Since today is the first day of summer, and summer in Minnesota really needs to be enjoyed outdoors, here are a few of the places in Dad’s Eye View that are great for getting kids in touch with nature:
- The Mississippi River Gorge: between the Franklin Avenue Bridge and Minnehaha Falls, on either the Minneapolis or the St. Paul side of the river, you’ll find waterfalls, sandstone cliffs, and forest trails; we’ve seen foxes, eagles, hawks, and beavers down these paths. It’s easy to forget that you’re in the middle of the city!
- Minnehaha Falls Park: follow the trail from the falls and along Minnehaha Creek to the Mississippi River for a vigorous hike. We’ve spotted herons walking gracefully through the stream looking for fish, and eagles perched in the oaks above the creek.
- Clifton E. French Regional Park: the big draw here is the rope playground, of course, but don’t forget the trails and lake! If you like turtles, this is a great place to spot them; and you can borrow a GPS unit to go on a geo-caching treasure hunt through the park.

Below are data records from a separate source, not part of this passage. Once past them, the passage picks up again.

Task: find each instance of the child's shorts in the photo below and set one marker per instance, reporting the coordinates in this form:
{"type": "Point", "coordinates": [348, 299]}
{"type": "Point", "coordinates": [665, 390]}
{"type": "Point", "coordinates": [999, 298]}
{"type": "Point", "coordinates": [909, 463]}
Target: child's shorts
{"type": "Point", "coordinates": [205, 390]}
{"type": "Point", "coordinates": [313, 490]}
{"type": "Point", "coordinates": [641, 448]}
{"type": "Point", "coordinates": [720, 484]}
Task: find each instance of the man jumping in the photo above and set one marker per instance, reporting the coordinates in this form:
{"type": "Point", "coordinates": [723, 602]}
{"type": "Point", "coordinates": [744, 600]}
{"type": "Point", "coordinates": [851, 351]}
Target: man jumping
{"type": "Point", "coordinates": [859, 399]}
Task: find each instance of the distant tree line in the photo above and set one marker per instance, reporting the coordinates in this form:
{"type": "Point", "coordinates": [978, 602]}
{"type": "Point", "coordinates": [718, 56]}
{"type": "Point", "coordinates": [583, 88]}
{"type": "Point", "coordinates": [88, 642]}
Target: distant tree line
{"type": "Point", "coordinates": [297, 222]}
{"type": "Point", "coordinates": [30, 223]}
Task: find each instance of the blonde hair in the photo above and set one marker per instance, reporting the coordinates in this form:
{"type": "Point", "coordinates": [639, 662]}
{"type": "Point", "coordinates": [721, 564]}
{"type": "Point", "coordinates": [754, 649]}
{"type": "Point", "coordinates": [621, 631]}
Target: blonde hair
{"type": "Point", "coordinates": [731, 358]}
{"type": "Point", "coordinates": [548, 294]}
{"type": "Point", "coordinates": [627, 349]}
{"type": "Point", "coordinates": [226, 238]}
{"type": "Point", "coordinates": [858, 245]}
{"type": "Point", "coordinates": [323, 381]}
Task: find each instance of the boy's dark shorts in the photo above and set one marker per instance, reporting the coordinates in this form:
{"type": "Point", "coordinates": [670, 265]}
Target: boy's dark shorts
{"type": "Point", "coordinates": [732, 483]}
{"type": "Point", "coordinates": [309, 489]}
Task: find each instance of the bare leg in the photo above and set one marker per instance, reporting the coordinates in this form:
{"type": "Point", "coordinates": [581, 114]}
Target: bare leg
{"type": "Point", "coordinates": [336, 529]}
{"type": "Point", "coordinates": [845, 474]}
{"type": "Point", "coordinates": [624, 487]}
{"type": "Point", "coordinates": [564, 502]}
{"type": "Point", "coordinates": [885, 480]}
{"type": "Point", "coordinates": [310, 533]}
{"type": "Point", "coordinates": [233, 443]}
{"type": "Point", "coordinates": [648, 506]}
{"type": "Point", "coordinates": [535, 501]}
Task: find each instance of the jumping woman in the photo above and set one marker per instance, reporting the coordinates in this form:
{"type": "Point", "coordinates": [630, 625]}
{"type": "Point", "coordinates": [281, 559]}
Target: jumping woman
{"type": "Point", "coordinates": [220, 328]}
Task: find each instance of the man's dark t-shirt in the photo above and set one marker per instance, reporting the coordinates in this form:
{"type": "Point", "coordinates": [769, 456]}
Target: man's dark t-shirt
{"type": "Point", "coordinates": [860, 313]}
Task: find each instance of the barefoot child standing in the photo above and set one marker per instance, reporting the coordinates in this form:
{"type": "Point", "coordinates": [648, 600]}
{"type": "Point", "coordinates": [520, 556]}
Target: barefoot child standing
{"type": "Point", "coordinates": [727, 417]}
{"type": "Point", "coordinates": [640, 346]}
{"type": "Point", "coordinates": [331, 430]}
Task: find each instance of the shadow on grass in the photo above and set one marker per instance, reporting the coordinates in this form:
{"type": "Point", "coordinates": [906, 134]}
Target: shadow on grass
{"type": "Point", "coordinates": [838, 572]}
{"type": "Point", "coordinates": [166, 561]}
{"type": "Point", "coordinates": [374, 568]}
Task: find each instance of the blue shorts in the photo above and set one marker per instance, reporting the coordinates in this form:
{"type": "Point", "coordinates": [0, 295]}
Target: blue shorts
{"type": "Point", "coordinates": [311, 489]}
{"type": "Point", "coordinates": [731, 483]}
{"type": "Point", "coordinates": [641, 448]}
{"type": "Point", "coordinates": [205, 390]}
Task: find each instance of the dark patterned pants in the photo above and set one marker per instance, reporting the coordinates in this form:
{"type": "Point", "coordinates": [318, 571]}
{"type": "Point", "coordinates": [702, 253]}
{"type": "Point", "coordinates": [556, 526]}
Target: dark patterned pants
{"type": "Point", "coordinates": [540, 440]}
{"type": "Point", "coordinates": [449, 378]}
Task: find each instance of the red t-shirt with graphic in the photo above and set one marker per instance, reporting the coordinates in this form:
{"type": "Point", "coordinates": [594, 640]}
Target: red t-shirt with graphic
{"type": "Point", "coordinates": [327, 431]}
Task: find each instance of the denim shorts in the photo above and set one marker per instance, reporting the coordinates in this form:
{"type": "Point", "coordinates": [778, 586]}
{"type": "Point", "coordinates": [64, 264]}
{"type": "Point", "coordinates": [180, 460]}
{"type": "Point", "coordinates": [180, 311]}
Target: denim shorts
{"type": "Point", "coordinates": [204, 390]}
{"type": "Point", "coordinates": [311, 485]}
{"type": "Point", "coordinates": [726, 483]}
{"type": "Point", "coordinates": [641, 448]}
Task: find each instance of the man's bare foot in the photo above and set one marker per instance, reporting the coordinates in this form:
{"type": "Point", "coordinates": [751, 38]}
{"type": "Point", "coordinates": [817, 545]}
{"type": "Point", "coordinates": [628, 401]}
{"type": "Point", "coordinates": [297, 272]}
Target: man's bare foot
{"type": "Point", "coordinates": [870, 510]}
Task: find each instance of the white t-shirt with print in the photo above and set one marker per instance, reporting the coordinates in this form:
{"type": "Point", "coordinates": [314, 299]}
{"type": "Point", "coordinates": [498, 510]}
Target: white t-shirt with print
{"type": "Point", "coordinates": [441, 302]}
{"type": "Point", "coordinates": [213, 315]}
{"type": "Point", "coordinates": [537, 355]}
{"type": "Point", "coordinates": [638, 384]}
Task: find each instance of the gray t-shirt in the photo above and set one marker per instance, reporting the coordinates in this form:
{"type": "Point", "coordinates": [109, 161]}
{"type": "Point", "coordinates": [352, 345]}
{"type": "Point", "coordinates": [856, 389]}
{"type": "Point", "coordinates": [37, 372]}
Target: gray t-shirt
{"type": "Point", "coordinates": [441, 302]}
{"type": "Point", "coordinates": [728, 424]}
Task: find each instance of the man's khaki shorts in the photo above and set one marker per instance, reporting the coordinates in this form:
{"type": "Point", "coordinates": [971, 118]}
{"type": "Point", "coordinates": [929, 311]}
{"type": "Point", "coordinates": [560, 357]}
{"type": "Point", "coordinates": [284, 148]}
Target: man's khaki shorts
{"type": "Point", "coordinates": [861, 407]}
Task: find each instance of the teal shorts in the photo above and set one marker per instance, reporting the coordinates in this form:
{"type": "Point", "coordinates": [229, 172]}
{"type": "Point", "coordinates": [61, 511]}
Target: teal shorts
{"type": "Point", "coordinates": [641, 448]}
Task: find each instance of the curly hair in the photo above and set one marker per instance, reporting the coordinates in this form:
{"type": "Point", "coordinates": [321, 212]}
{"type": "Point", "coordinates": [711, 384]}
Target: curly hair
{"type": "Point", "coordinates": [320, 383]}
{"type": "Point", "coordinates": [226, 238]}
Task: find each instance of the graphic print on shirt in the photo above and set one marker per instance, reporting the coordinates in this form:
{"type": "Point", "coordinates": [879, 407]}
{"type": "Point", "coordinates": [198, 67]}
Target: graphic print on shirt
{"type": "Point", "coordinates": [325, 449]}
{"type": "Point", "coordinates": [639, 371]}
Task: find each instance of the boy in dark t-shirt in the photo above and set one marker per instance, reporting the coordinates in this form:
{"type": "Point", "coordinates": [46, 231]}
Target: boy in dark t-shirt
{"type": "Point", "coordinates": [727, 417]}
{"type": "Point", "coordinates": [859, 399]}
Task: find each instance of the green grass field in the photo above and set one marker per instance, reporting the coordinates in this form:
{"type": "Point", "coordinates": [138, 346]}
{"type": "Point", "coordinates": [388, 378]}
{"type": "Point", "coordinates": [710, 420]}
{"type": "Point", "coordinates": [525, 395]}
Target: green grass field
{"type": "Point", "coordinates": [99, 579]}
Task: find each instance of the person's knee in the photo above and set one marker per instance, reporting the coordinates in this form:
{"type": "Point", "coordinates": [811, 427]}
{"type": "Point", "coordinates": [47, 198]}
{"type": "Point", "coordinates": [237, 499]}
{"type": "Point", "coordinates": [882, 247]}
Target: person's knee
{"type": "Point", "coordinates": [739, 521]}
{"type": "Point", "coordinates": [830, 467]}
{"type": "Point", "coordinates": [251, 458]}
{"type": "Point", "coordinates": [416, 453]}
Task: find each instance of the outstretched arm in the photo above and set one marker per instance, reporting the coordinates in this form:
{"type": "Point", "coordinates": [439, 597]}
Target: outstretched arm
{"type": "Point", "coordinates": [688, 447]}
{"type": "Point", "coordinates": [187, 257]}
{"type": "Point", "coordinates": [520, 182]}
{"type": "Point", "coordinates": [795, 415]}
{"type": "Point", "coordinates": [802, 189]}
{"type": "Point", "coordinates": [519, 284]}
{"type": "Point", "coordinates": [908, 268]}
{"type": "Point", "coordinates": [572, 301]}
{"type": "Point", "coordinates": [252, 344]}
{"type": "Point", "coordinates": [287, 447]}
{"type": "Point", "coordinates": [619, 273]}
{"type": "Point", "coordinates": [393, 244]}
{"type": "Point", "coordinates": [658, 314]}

- Mississippi River Visitor Center: as if a day at the Science Museum weren’t enough, you can use the Mississippi River Visitor Center in the lobby to launch a walking tour that takes you across the river and up Cherokee Bluff for a dramatic view of St. Paul. You can borrow an iPod and speakers for a guided tour that tells you about the history and geology of this area.
These four spots are, of course, just a small sample, both of what’s in the book and what’s available in the Twin Cities. If you exhaust these adventures, there’s plenty more to explore, including many community gardens, all of the Three Rivers Park locations and the many lakes and parks around the metro. No matter where you live, the wild world is just a few steps out your front door. “Nature deficit disorder” is surely the most curable ailment there is in the Twin Cities!